Failure to Maintain a Qualified Infection Preventionist
Penalty
Summary
The facility failed to designate a consistent qualified individual onsite who was responsible for implementing programs and activities to prevent and control infections for one of 10 months, identified as April 2026. The facility’s Infection Control Plan, Program and Committee policy, last reviewed on 1/6/26, stated that the designated Infection Preventionist is responsible for oversight of the infection control program and serves as a consultant to staff on infectious diseases, resident room placement, isolation precautions, staff and resident exposures, and surveillance and epidemiological investigations.
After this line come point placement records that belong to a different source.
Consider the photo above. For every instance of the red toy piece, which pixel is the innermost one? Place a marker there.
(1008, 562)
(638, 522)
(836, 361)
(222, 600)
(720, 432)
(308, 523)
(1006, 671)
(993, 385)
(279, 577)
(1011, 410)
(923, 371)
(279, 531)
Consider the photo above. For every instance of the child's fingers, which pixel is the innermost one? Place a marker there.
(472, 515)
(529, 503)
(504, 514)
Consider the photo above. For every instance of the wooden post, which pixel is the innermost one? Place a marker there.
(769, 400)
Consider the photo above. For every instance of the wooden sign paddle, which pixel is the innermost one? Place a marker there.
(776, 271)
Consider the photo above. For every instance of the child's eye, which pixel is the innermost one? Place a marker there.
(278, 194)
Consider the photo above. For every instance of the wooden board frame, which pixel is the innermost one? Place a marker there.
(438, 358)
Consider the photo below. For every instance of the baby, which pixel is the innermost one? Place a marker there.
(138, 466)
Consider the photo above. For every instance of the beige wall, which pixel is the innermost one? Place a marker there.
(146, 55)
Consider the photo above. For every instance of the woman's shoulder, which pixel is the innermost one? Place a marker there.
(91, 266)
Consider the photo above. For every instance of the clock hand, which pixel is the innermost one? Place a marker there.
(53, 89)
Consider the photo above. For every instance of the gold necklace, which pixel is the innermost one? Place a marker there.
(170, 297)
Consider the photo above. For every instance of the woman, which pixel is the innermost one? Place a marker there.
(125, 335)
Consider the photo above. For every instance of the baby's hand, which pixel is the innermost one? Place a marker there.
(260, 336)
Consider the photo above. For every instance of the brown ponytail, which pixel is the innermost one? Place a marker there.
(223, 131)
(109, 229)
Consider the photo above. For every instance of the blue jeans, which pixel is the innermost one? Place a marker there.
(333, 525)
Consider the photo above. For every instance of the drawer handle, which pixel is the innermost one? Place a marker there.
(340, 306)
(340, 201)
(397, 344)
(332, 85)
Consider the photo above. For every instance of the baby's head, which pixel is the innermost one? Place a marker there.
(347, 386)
During interviews, Human Resource staff stated that the former Infection Preventionist resigned, with the last day of employment on 4/4/26. A Registered Nurse who took over the infection control program stated she assumed the role on 4/4/26, was also supervising the building, looked at records to see if any were reportable, and had not been able to fully do the work since starting, estimating about 12 hours per week. She also stated that her infection control training and certification had been completed long ago and she would need to find it. Review of the facility-provided certification courses showed training completed in 2022, but there was no certificate for completion of the Nursing Home Infection Preventionist Training Course. Nursing Home Administration confirmed the facility failed to designate a consistent qualified individual onsite responsible for infection prevention and control during that month.